Protein purification is the processes of isolating a protein of interest from its environment. In other words, from the other natural molecules surrounding the proteins in the natural niche in a host organism, or from a cell culture grown in a laboratory. Our protein purification handbook explains that there are several available techniques and many options to consider, but the general procedure is the same.
Types of Protein purification techniques
Chromatography is a widely used purification technique that utilizes columns filled with molecules chosen to separate your protein of interest. These molecules may be:
- Nickel bound column for binding a HIS-TAG on your protein
- Ion-exchange or cation-exchange chromatography for binding your protein based on charge
- Size-exclusion columns contain a range of cross-linked polymers to separate based on size
- Affinity columns will be bound with a ligand of your protein to capture it
Labs that perform many purifications will prefer to use a high performance liquid chromatography machine (HPLC). The HPLC is costly and the procedure can be complicated, but yields good precise results that are typically reproducible. Chromatography purification can also be time consuming because it requires making reagents for each column used and many wash steps.
This post is an excerpt from our protein purification handbook, which explains the basics of protein purification steps. Download The Basic Guide to Recombinant Protein Purification here:
Starting the protein purification steps: sample preparation
The process starts with the preparation of the sample, which consists of cell harvesting, cell disruption (in the case our target protein is intracellular), and clarification. Cell harvesting involves separating the cells from the culture medium, usually by centrifugation or filtration. As for the cell disruption, it can be achieved through different methodologies that will be chosen depending on the host. Not all cells demonstrate the same resistance to lysis, and this should be taken into account because more rigorous protocols are needed for the more resistant cells (ex: bacterial cells, due to their cell walls). The most widely used techniques are chemical methods (such as enzymatic methods or detergents) and physical methods such as sonication.

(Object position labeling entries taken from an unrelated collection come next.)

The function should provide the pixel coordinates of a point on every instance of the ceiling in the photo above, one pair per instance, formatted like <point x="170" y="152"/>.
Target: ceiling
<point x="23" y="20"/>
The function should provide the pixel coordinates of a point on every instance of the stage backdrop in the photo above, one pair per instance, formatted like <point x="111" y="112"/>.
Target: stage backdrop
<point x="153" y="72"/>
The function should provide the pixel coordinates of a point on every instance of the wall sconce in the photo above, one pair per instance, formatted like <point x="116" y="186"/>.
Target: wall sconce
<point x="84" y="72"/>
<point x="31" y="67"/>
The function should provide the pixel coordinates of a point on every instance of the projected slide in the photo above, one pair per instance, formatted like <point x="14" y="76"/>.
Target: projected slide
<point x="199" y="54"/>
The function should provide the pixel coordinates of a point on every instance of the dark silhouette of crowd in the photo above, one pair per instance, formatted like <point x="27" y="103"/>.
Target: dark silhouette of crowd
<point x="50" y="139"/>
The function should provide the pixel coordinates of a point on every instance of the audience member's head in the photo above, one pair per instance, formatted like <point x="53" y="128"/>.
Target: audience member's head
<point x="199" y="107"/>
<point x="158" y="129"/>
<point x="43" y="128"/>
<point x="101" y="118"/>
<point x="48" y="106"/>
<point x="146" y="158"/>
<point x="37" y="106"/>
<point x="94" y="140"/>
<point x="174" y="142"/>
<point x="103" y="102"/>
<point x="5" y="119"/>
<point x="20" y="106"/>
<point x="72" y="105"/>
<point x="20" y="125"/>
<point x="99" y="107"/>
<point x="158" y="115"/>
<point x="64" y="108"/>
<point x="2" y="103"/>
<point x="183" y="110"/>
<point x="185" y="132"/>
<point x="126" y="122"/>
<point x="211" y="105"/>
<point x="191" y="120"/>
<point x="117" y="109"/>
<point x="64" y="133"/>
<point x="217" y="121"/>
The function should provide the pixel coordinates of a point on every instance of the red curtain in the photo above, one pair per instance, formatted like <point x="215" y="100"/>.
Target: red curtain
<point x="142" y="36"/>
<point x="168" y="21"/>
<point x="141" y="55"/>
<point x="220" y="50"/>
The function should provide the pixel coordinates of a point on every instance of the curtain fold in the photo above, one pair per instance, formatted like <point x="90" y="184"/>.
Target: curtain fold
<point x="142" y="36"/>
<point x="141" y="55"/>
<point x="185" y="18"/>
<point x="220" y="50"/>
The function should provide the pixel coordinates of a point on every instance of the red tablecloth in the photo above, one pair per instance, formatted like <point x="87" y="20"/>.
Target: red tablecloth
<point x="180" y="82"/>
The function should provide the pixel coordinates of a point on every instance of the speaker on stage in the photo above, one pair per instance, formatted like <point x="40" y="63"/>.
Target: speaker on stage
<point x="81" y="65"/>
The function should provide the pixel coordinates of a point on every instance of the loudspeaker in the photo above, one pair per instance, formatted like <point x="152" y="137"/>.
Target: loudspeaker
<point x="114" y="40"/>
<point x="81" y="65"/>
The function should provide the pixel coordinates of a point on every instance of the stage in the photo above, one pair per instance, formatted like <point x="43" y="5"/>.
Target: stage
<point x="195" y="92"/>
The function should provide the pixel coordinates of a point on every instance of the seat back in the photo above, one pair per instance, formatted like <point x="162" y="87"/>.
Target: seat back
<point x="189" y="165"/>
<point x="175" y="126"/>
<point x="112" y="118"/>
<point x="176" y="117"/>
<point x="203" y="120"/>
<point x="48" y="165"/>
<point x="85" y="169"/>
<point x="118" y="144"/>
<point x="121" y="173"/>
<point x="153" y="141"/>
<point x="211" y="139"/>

All methods have advantages and disadvantages, and they can never produce a 100% pure sample. This is why many protein purification techniques are said to produce an “enriched population” of a target protein rather than a pure population. Due to this, we tend to use combinations of methods, such as, for example, sonication followed by a detergent treatment. Obviously, in the case of preparing a sample of secreted proteins, cell disruption will not be needed and one step will be eliminated.
The last preparation step is the clarification, which is needed because the protein to be purified will be mixed with other elements such as membrane remains, organelles, cellular debris or insoluble proteins. This is achieved by filtration or centrifugation, which uses centrifugal force to separate the liquid fraction with dissolved soluble molecules from the heavier intact cells. The goal is to obtain a clean medium of particulates, which will allow us to carry out the separation itself. It is during these steps that we try to decrease the working volume in order to deal with more manageable volumes. However, as is often the case in industrial scenarios, the volume needs to be scaled up in order to increase production. The scaling-up process can be a tricky one as large volumes of proteins and cells can behave differently than small volumes. This is particularly true when biomagnetic separation is used in the next step, the capture step.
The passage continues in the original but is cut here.